L'homme pose, sur elle, un regard attendri.

- Bonne appétit, ma belle !

Assis sur des tabourets métalliques, au bar du snack ambulant, les deux amis profitent de la vue sur le lac. À la fin du repas, Casey la prend par la main et l'attire vers la plage. Elle se libère de son emprise, mais le suit dans son élan. Faisant mine de ne pas avoir remarqué son geste, l'ex-marine continue de marcher. Elle apprécie.

- Comment va Cameron ? demande-t-il, rompant le silence.

- Ça va. Elle a de bonnes notes en classe. Et dessine une bande dessinée avec sa nounou. Ce week-end, elles sont allées au cinéma.

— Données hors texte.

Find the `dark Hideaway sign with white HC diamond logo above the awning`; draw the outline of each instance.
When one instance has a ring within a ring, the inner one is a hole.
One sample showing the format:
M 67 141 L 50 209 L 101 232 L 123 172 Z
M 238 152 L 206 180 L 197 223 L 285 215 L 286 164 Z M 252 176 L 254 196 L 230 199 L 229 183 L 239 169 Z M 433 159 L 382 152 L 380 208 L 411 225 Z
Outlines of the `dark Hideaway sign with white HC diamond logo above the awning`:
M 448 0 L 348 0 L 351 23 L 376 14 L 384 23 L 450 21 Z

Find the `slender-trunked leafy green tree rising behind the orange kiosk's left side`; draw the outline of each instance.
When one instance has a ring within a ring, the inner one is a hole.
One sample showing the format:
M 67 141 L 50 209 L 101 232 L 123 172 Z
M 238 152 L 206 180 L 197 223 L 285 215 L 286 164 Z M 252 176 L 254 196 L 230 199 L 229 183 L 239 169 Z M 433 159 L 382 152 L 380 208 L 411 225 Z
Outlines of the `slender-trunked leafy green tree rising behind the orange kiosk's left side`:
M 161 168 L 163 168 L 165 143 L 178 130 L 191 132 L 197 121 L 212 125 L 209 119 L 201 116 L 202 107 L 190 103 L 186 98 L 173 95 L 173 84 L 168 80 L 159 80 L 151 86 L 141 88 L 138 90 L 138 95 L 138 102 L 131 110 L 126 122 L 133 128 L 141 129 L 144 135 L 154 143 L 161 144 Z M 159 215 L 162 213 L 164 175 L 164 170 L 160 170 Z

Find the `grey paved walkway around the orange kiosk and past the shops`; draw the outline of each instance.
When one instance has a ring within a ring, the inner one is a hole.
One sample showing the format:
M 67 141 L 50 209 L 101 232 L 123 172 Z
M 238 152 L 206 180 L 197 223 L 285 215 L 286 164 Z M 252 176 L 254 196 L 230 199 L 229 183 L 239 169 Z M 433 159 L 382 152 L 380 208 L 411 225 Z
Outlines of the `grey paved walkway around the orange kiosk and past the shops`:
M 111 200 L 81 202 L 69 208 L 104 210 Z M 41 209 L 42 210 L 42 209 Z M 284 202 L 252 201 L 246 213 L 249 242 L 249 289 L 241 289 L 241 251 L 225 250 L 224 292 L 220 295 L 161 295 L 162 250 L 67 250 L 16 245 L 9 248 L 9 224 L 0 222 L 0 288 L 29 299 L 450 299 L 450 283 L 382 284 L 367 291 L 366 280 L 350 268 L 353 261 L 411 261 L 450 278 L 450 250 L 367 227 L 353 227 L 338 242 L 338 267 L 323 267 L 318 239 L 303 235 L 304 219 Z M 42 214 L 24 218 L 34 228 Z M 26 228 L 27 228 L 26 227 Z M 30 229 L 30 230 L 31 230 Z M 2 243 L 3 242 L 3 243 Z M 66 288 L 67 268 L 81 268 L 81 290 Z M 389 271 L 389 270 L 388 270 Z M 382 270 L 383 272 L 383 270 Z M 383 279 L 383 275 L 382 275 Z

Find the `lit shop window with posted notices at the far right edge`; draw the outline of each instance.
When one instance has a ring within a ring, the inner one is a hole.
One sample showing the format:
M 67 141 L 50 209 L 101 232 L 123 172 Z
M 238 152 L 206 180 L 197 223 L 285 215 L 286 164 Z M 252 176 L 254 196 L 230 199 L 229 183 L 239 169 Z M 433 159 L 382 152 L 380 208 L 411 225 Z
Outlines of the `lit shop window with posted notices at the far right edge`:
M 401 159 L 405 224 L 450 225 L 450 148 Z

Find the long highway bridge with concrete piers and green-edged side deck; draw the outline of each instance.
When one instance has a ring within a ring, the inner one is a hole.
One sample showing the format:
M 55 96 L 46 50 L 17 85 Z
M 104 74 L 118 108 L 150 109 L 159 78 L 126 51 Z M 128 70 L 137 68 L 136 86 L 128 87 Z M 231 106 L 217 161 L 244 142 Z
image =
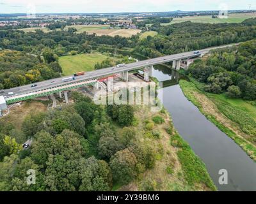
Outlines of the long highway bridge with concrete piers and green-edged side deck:
M 211 47 L 205 48 L 203 50 L 198 50 L 200 52 L 184 52 L 180 54 L 173 54 L 173 55 L 166 55 L 164 57 L 157 57 L 154 59 L 147 59 L 144 61 L 133 62 L 131 64 L 125 64 L 122 67 L 111 67 L 111 68 L 104 68 L 95 71 L 87 72 L 85 75 L 77 76 L 74 80 L 69 82 L 63 82 L 64 78 L 54 78 L 51 80 L 45 80 L 44 82 L 36 83 L 36 87 L 31 87 L 32 84 L 23 85 L 20 87 L 15 87 L 12 89 L 4 89 L 0 93 L 0 97 L 5 99 L 6 104 L 15 103 L 18 101 L 24 101 L 26 99 L 36 98 L 39 96 L 47 96 L 49 94 L 61 91 L 67 91 L 70 89 L 76 89 L 77 87 L 81 87 L 88 84 L 95 84 L 97 83 L 98 79 L 102 77 L 106 77 L 108 75 L 113 74 L 120 74 L 122 78 L 127 82 L 128 81 L 128 71 L 133 71 L 140 68 L 145 68 L 145 81 L 148 81 L 148 77 L 152 74 L 152 66 L 156 64 L 164 64 L 166 62 L 173 62 L 173 69 L 180 69 L 180 61 L 184 59 L 190 59 L 193 57 L 200 57 L 204 54 L 207 54 L 211 50 L 218 49 L 218 48 L 225 48 L 225 47 L 232 47 L 238 44 L 232 45 L 223 45 L 220 47 Z M 83 71 L 83 70 L 81 70 Z M 147 73 L 147 74 L 146 74 Z M 69 76 L 73 77 L 73 76 Z M 12 92 L 13 94 L 10 95 L 8 93 Z M 0 106 L 1 109 L 1 106 Z M 3 108 L 2 108 L 3 110 Z

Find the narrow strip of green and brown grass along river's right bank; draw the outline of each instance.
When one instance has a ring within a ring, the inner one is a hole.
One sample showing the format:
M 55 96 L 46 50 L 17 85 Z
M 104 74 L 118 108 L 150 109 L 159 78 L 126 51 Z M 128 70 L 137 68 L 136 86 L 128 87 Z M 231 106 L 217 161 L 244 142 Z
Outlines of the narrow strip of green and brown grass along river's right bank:
M 193 80 L 191 82 L 180 80 L 180 88 L 184 92 L 185 96 L 198 107 L 200 112 L 202 112 L 207 119 L 215 124 L 221 131 L 223 131 L 223 133 L 232 138 L 232 140 L 234 140 L 234 142 L 236 142 L 237 145 L 239 145 L 246 154 L 248 154 L 248 156 L 256 161 L 256 147 L 252 142 L 250 135 L 244 133 L 241 126 L 234 122 L 234 120 L 232 121 L 229 119 L 231 116 L 227 115 L 227 109 L 225 114 L 223 111 L 221 112 L 218 107 L 221 105 L 218 104 L 221 103 L 220 101 L 214 101 L 214 98 L 211 97 L 211 95 L 209 97 L 208 94 L 204 94 L 204 92 L 200 91 L 194 83 Z M 234 112 L 236 112 L 237 117 L 239 117 L 239 111 L 233 106 L 231 106 L 231 108 L 234 108 Z

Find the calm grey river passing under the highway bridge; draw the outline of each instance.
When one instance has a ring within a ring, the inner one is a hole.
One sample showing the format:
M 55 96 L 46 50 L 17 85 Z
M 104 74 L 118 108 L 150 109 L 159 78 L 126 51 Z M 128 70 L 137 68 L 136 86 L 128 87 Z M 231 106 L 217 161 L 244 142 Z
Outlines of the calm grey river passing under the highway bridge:
M 204 161 L 218 191 L 256 191 L 256 163 L 188 101 L 178 84 L 179 73 L 160 65 L 152 75 L 163 82 L 159 98 L 172 115 L 175 128 Z M 222 169 L 228 172 L 227 185 L 218 181 Z

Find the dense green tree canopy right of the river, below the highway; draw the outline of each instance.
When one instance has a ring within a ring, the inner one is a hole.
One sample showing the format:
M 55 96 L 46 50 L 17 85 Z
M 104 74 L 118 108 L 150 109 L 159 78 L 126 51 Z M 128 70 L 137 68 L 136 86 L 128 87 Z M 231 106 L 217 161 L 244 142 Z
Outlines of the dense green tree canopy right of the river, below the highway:
M 216 50 L 207 60 L 196 60 L 187 73 L 204 82 L 205 91 L 227 92 L 232 98 L 255 100 L 256 41 Z

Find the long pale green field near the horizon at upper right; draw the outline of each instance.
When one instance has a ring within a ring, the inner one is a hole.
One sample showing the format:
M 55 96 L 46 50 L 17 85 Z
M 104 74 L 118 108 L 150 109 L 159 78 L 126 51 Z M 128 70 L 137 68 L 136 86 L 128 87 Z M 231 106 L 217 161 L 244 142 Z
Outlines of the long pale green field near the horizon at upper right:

Megan s'arrête soudain. L'angoisse lui serre la gorge. Casey la prend dans ses bras. À bout, elle se laisse faire.

- Tu as froid ?

- J'aimerais rentrer Ice Man.

- Bien sûr, ma belle.

La jeune femme lève la tête vers lui.

- Pourquoi on t'appelle "Ice Man" ?

- Parce que je suis froid face à l'horreur et que je passe mon temps à faire des commentaires de merde. Comme si j'en avais rien à foutre.

- Mais c'est une façade, ajoute-t-elle. Ça permet de prendre du recul, n'est-ce pas ?

- Tout à fait.

Hartman lui passe une main dans le dos puis la guide hors de la plage. Il aimerait l'embrasser, mais se retient, ne souhaitant pas la perturber d'avantage. Il ressent sa détresse et regrette de ne pouvoir lui venir en aide.